MHK hepimizin bildiği gibi, 8 Mart 2022 günü, yani ligin bitimine yaklaşık 14 hafta kala, 13 Süper Lig hakemini ligin kalan maçlarında görev...


MHK hepimizin bildiği gibi, 8 Mart 2022 günü, yani ligin bitimine yaklaşık 14 hafta kala, 13 Süper Lig hakemini ligin kalan maçlarında görev alacak hakemler listesinden çıkardı. 

Bu 13 hakemden sadece biri, Mete Kalkavan, MHK'nin bu kararına tepki olarak hakemliği bıraktığını açıklarken geriye kalan 12 hakem TFF Tahkim Kurulu'na itirazda bulundular ve kurul bu itirazları yerinde görerek MHK'nin kararını iptal etti.

Bu iptal kararına göre aralarında; Cüneyt Çakır, Ali Palabıyık, Aldulkadir Bitigen, Fırat Aydınus, Bahattin Şimşek, Burak Şeker, Suat Arslanboğa, Hüseyin Göçek, Mert Güzenge, Tugay Kaan Numanoğlu, Alper Ulusoy, Halis Özkahya gibi isimlerin olduğu 12 hakem maç yönetmeyi beklerlerken durum öyle olmadı. Bu hakemlerin tümünün de, değil maçlarda görevlendirilmek, MHK ve TFF binalarına girmeleri bile yasaklandı. 

Gelinen noktada işte böylesine absürt, böylesine tuhaf ve böylesine anormal bir durum var.

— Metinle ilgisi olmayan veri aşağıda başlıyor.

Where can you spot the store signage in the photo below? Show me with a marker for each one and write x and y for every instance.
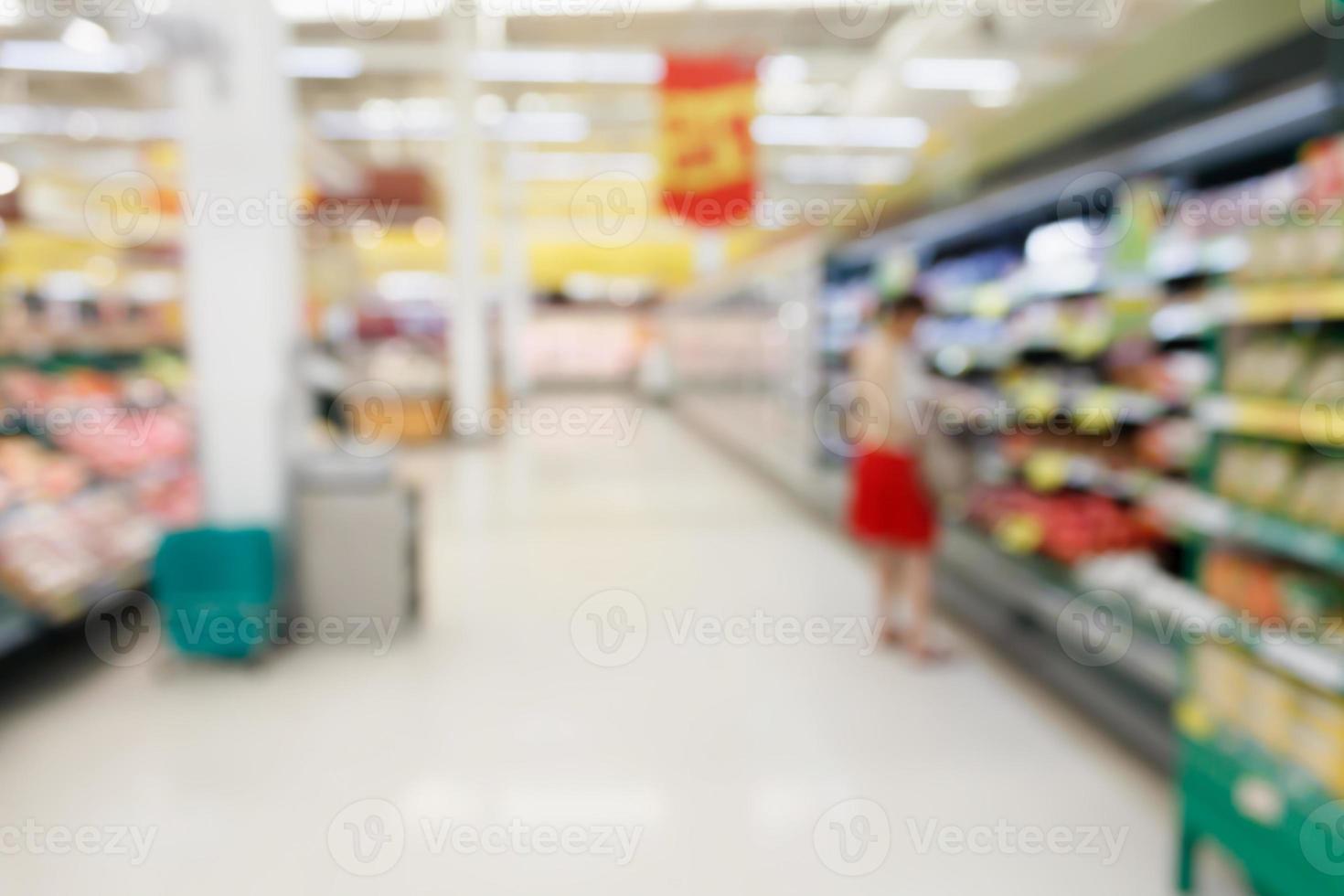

Aslına bakarsanız, buraya kadar anlatılanlarla bu yazı ve bu yazının sahibi pek ilgilenmiyor, bunu hemen belirtelim. Çünkü bu yazı buraya kadar yazılanlarla -ve hiç şüphesiz yazılmayanlarla- okuru yormak istemiyor ve dolayısıyla da bu absürt, bu tuhaf ve bu anormal durumun daha önemli bir yanına yoğunlaşmaya çalışıyor. Çünkü asıl kördüğüm o tarafta.

Gelin en iyisi madde madde ilerleyelim:

1) MHK'nın liste dışına attığı 12 hakem ligin başından 8 Mart 2022 tarihine kadar Süper Lig'de maç yönetmişlerdir.

2) Fenerbahçe kulübü başkanının açıkça, Galatasaray kulübü başkanın ise dolaylı olarak sordukları ama şu ana kadar cevapsız bırakılmış sorularla kamuoyunun dikkatinin çekmeye çalıştıkları mesele de işte budur.

3) MHK 13 hakemi listeden çıkarma kararını dayandırdığı gerekçeleri, şu ana kadar, yuvarlak ve kesinlikle net olmayan cümlelerle kamuoyuna ve kulüplere anlatma gereksizliği içerisindedir ki bu durum oldukça komik durmaktadır. Kamuoyu bu gerekçeleri net olarak bilme hakkına sahiptir. MHK da bunları herkesin anlayabileceği bir biçimde açıklamaya mecburdur.

4) Liste dışı bırakılan bu hakemlerle ilgili olarak yaklaşık 1 aydan bu yana ortalıkta uçuşan iddialar hakkında ne gariptir ki hiç kimseden en ufak bir ses, soluk çıkmamıştır. 

- Örneğin bu 13 hakemin "Bahis" olaylarıyla herhangi bir "ilişkileri" olmuş mudur? 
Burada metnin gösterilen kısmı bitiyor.